WASHINGTON (Reuters) - U.S. producer prices fell for a third straight month in November, pointing to a lack of inflation pressure that could give the Federal Reserve pause as it weighs the future of its bond-buying stimulus.
The Labor Department said on Friday its seasonally adjusted producer price index slipped 0.1 percent as gasoline prices maintained their downward trend. Prices received by the nation’s farms, factories and refineries fell 0.2 percent in October.
It was the first time since October of last year that producer prices had fallen for three consecutive months and analysts had expected prices would be flat in November.
“There is no inflation coming up the pipe into what producers are receiving for their goods, which means they are not going to be passing anything on to consumers,” said Omair Sharif, an economist at RBS in Stamford, Connecticut.
In the 12 months through November, producer prices gained 0.7 percent after rising 0.3 percent in October.
Wholesale prices stripping out volatile food and energy costs nudged up just 0.1 percent last month after rising 0.2 percent in October. The 12-month gain slipped to 1.3 percent from 1.4 percent in October.
U.S. Treasuries prices rose marginally as the data suggested inflation would remain below the Fed’s 2 percent target for some time to come, eroding the case for withdrawing stimulus soon. Some analysts think the Fed could ease back on support as early as the next meeting on December 17-18, although most tip early 2014.
Stocks on Wall Street were up modestly, while the dollar was little changed against a basket of currencies.
Despite signs of the economy is strengthening, there is little to indicate price pressures will pick up soon, given the still-considerable slack in the labor market.

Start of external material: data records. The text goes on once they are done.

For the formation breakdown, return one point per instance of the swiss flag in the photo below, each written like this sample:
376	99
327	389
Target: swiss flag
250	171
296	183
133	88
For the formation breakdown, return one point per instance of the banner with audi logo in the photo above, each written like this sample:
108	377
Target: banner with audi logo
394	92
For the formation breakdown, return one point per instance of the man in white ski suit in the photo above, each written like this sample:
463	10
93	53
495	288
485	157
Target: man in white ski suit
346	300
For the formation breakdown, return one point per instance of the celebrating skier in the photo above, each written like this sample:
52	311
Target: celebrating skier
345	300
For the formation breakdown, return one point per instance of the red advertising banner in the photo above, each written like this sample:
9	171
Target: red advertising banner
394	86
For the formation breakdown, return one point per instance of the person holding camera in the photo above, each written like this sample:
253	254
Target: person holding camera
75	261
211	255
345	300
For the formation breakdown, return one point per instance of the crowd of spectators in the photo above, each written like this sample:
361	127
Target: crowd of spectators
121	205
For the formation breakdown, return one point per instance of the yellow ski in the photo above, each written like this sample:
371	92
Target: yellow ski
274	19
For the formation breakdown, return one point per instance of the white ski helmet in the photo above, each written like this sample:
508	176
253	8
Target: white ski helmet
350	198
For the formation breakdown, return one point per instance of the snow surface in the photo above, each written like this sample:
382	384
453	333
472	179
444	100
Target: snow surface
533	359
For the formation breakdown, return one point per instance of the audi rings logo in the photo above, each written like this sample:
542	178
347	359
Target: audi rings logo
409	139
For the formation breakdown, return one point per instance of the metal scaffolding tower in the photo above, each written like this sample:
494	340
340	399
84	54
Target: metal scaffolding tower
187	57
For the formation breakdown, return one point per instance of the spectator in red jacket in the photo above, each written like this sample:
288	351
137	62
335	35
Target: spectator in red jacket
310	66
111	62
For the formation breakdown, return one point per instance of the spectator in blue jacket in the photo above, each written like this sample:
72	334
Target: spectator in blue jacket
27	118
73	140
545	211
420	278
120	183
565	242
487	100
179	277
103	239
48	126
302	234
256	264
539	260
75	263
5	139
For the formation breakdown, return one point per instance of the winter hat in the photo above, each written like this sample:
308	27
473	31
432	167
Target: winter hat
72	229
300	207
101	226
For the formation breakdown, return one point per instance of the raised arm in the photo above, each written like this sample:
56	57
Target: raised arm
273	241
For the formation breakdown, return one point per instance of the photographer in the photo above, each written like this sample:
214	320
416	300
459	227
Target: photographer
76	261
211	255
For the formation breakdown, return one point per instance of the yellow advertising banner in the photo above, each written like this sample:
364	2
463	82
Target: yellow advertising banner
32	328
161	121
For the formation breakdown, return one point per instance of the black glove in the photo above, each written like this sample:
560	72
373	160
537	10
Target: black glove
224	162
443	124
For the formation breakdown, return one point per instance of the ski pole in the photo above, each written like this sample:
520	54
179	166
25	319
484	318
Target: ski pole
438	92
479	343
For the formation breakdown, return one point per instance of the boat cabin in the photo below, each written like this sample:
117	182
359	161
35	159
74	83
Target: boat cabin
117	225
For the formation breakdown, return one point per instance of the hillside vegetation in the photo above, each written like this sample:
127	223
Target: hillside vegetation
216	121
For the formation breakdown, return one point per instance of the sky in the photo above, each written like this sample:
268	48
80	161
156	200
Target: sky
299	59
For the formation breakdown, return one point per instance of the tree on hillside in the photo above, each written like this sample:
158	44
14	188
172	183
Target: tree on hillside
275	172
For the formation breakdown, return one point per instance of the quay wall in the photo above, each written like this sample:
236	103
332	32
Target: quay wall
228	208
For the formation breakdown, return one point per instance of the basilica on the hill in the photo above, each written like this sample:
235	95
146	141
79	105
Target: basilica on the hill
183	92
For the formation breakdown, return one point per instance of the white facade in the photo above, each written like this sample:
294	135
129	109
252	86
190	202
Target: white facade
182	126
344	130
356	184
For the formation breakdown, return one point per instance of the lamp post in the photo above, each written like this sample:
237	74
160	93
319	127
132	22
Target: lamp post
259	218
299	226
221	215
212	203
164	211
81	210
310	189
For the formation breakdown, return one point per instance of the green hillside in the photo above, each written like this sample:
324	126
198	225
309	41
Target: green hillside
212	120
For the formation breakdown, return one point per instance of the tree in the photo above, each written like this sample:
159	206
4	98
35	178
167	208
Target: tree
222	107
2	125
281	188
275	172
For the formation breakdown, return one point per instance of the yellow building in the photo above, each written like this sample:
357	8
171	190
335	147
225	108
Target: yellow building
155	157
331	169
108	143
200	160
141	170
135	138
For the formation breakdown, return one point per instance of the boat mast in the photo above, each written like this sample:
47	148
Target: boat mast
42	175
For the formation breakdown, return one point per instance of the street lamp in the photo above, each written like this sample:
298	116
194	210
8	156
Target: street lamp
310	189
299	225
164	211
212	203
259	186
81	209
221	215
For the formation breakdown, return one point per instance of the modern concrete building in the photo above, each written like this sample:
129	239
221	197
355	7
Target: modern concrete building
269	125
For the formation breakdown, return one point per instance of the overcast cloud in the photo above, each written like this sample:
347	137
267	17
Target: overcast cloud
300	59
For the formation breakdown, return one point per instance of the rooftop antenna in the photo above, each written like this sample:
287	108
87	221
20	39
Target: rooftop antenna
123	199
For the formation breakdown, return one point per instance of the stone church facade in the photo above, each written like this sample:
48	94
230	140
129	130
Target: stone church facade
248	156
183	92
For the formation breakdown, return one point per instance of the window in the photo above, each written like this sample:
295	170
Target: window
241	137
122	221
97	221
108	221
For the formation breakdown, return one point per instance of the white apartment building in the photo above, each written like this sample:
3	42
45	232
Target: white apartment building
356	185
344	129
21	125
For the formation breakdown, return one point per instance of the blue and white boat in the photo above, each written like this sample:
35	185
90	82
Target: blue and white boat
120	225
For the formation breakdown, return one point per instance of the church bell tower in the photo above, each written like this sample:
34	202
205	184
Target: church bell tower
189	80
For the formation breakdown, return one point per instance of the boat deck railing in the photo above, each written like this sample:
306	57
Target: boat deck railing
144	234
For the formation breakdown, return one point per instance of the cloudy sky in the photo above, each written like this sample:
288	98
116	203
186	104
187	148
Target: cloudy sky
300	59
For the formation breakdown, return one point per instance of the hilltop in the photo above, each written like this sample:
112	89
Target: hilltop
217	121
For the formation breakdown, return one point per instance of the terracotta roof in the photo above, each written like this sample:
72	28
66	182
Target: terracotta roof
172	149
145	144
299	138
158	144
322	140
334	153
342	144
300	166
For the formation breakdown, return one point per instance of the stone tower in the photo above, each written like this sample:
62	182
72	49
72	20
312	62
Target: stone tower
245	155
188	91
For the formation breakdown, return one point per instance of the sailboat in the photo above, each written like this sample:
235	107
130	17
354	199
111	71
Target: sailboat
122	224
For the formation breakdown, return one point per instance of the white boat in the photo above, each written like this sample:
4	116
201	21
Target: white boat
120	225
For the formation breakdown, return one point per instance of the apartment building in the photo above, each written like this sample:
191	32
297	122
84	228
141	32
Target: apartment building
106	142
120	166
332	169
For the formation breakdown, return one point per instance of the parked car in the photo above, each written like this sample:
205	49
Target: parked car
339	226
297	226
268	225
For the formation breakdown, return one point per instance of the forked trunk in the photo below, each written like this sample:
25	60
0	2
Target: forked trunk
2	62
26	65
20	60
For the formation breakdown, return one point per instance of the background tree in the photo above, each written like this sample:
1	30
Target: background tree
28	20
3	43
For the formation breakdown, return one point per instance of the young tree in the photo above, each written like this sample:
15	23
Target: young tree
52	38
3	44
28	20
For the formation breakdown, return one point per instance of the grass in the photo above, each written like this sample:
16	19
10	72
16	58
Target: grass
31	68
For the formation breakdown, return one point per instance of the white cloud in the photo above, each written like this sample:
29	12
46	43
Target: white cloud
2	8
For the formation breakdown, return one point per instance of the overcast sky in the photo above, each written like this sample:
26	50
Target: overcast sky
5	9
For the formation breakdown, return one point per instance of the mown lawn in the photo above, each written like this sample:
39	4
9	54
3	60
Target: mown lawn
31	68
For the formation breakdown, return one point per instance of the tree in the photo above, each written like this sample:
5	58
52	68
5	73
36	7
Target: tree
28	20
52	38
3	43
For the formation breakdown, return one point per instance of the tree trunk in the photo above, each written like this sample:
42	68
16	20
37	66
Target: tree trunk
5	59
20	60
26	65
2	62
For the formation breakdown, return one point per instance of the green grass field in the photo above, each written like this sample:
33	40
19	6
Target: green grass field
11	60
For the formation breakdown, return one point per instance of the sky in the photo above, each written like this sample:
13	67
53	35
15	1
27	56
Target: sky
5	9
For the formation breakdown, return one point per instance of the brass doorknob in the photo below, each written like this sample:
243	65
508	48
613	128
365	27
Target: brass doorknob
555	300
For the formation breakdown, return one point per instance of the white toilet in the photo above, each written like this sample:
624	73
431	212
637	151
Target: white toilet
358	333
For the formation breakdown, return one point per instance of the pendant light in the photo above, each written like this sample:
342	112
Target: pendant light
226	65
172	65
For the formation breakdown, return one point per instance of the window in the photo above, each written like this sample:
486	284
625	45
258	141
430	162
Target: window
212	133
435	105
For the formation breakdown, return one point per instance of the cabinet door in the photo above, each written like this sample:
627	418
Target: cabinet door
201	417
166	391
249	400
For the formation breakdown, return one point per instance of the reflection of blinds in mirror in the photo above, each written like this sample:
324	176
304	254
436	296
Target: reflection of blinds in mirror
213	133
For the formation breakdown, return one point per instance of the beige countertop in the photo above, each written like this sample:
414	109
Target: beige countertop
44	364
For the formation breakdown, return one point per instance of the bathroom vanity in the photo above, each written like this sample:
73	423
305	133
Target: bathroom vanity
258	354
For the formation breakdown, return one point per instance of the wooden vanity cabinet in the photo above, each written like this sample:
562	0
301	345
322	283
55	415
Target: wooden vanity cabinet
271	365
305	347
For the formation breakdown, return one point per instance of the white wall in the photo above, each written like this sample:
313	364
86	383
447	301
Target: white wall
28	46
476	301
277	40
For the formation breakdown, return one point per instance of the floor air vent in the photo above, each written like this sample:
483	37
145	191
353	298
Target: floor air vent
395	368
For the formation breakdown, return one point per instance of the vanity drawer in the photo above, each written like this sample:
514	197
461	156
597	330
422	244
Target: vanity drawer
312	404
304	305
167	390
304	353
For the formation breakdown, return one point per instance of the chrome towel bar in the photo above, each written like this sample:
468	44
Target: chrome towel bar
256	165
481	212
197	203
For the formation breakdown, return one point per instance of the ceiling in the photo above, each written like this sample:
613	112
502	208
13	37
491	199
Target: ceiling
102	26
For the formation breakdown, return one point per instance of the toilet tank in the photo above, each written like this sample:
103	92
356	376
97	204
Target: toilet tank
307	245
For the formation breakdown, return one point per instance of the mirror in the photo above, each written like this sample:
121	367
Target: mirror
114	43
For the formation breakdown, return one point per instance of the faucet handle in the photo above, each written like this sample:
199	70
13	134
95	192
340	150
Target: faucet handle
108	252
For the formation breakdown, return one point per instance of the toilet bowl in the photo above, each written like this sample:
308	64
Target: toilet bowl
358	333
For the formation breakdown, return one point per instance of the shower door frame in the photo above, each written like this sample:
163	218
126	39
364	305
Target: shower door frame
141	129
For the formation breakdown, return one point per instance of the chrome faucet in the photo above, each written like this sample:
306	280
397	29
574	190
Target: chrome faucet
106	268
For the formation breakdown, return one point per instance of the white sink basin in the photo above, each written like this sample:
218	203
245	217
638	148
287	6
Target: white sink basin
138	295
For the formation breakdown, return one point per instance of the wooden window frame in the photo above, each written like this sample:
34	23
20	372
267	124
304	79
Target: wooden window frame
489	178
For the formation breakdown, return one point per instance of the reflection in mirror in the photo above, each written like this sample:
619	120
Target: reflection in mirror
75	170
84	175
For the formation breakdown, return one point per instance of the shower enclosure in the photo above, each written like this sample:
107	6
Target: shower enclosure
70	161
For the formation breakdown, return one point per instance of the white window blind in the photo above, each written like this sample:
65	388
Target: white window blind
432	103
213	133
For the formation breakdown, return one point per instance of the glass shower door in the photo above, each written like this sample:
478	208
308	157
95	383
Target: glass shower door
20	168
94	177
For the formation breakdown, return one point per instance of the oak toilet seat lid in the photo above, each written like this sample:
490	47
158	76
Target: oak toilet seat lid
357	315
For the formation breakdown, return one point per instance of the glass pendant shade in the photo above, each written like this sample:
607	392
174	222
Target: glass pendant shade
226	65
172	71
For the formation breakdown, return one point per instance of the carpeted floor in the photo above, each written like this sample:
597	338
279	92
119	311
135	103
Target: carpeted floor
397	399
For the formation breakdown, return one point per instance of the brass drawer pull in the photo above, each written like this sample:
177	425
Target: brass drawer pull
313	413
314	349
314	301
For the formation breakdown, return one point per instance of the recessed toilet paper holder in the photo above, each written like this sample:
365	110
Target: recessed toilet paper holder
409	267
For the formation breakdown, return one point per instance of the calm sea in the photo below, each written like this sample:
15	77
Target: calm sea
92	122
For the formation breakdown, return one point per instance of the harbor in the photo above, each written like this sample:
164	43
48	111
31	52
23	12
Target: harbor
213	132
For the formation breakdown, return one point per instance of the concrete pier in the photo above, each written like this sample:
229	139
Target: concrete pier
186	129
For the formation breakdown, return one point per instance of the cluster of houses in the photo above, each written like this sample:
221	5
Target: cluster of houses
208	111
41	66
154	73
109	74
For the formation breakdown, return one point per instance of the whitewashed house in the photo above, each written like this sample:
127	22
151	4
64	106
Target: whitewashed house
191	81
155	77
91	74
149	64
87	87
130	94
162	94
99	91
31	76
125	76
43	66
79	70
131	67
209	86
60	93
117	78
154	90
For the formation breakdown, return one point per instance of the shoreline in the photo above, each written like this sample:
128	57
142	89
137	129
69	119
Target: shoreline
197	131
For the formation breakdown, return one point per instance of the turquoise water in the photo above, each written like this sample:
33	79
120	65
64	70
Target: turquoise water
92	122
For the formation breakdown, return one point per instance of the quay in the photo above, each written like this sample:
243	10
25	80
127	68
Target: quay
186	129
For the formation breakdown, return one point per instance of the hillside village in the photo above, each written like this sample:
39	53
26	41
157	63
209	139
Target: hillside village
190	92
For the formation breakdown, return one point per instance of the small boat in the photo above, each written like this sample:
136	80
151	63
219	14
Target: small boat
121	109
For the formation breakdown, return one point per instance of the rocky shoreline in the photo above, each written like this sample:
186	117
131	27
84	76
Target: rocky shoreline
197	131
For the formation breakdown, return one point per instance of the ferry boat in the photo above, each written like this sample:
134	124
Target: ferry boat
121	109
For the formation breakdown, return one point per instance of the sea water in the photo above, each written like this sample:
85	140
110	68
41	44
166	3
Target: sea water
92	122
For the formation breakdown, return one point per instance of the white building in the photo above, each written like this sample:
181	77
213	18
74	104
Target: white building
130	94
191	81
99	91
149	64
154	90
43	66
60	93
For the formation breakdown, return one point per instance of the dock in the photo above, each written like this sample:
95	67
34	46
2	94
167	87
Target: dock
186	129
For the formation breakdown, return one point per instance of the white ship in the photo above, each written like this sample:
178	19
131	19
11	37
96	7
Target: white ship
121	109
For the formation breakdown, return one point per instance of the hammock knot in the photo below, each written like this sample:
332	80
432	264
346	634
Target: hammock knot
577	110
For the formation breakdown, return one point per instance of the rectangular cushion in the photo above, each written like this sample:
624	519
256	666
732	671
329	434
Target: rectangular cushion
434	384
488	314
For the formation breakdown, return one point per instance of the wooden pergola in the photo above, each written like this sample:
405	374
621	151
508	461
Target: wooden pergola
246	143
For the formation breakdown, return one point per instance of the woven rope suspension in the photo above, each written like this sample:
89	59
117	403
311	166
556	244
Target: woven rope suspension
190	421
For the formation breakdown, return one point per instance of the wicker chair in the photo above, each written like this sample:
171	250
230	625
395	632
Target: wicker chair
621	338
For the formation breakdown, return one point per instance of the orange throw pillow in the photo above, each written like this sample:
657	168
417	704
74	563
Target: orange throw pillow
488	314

Some Fed officials have raised concerns about inflation being too low, as they mull the future of their $85 billion a month bond-buying program. A core inflation gauge closely followed by the central bank was up just 1.1 percent in October.
“There are some who worry that sub-par economic growth may be contributing to worrisome deflationary pressures,” said Chris Rupkey, chief financial economist at Bank of Tokyo-Mitsubishi in New York.
“Inflation persistently below (the Fed’s) 2 percent objective could pose risks to economic performance. That means they might not stop trying to boost the economy through their low rates and quantitative easing policies.”
Consumer inflation data next week is expected to show prices barely rising in November, according to a Reuters survey, and domestic inflation is expected to remain subdued through next year, even as growth accelerates.
“The global economy and the energy revolution are restraining most prices and it is hard to see why that would change anytime soon,” said Joel Naroff, chief economist at Naroff Economic Advisors in Holland, Pennsylvania.
Last month, wholesale gasoline prices fell 0.7 percent, accounting for nearly three-quarters of the decrease in the energy index and building on a 3.8 percent decline in October.
Wholesale food prices were flat, with higher prices for pork offset by a record fall in bakery goods and the biggest drop in the prices for young chickens in nearly three years.
Passenger car prices fell 0.8 percent after increasing 1.7 percent in October as new vehicle models were introduced. Light truck prices increased 0.6 percent.